Individuals who don't recognize this change waste time and energy on the wrong thing. Too often, I see people going into a new remote role attempting to use the same approach to work that they did in person. They'll go into their new job and be the first one online and the last to leave, but no one will notice. Then, they wonder, why isn't this working anymore? Why am I not getting that promotion?

This leads them to write off remote work as something that doesn't work. When really, it's just not working for them because they're not targeting the things remote work is judged based on. Individuals who notice this difference create a portfolio of work for hiring, then document and communicate work progress on the job.

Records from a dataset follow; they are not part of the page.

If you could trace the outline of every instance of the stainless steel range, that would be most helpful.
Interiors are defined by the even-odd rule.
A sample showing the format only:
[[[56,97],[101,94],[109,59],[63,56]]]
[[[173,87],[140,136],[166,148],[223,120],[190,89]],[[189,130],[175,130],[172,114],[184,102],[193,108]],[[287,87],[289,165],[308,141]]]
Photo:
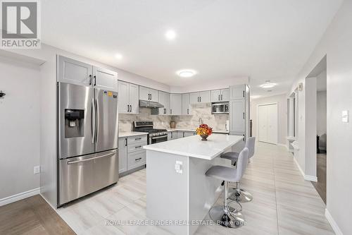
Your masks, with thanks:
[[[148,133],[149,145],[168,140],[168,131],[154,129],[153,121],[134,121],[133,131]]]

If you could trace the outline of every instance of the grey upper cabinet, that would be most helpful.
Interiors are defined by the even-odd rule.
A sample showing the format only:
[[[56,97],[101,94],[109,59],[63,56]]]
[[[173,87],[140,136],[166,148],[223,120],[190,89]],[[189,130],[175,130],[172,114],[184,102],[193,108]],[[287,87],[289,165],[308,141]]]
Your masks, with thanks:
[[[210,90],[189,93],[189,103],[191,104],[198,103],[210,103],[210,102],[211,99]]]
[[[230,131],[244,133],[246,131],[246,100],[237,99],[230,102]]]
[[[127,138],[118,138],[118,173],[127,170]]]
[[[244,99],[246,94],[246,85],[237,85],[230,87],[230,100]]]
[[[170,115],[170,93],[159,91],[159,103],[164,106],[159,109],[159,115]]]
[[[182,95],[170,94],[170,114],[182,115]]]
[[[118,81],[118,112],[120,114],[139,113],[139,86]]]
[[[58,56],[58,80],[118,91],[118,73],[70,58]]]
[[[158,101],[158,90],[139,86],[139,100],[157,102]]]
[[[92,83],[94,88],[118,91],[118,73],[93,66]]]
[[[214,90],[211,91],[211,102],[228,102],[230,100],[230,89]]]
[[[182,94],[182,115],[191,115],[189,93]]]
[[[71,84],[92,85],[93,66],[70,58],[58,56],[58,80]]]

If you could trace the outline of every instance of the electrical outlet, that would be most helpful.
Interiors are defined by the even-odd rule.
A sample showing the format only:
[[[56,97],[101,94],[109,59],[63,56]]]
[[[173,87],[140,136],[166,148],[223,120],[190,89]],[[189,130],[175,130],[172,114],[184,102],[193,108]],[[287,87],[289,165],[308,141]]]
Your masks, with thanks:
[[[182,174],[182,162],[181,161],[176,161],[176,164],[175,164],[175,170],[176,172],[178,174]]]
[[[40,166],[35,166],[33,169],[33,174],[39,174],[40,173]]]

Remote work creates an environment where meritocracy can thrive. Instead of the promotion going towards whoever went out with the bosses for drinks the most, it goes to the person who did the best work. Another change that makes it harder to game the system but gives you far more control in the future of your career.

Autonomy

The office is all about limiting options. You work 9-5, Monday-Friday, and from this specific office. You must learn how to do your work well while fitting in a box that wasn't made for you. You end up feeling stifled and waste energy working against yourself (like when a night owl works morning person hours).

On the opposite end of the spectrum, you have remote work, which provides lots of freedom. To the point that if you don't plan for it or you're not used to it, this freedom can feel overwhelming or even paralyzing.

Companies that don't recognize this change try to keep the same box for their remote roles. They end up losing productivity from their workers due to not taking advantage of the autonomy benefits of remote work.

Companies that recognize the change focus on creating policies that encourage this autonomy. Managers work with their team members to define reasonable work output expectations rather than relying on clocked time and show them how to use the overwhelming freedom to their advantage. This approach also opens the door for the company to create an effective async-first global workforce.

Individuals that don't recognize this change keep their old schedule and miss out on seeing what they're capable of when their workday is explicitly designed for them. They continue burning out due to wasting energy from working from one work zone, not integrating rest into work, and having to deal with the annoyance of revolving their life around work.

When individuals recognize the change, they do small experiments to figure out their best working style. Eventually, they learn more about themselves, increase their productivity, and improve their quality of life. If we let it, this change in autonomy can be the key to sparking a much-needed revolution in how we work and live.

In recent years, many people went into remote work after spending decades at in-person office jobs. Unfortunately, this professional history comes with deeply ingrained habits that may hinder your experience working remotely. By becoming aware of the three big differences between the types of work, you can pinpoint where you've been going wrong. Stop holding yourself back and start unlocking the full benefits of working remotely.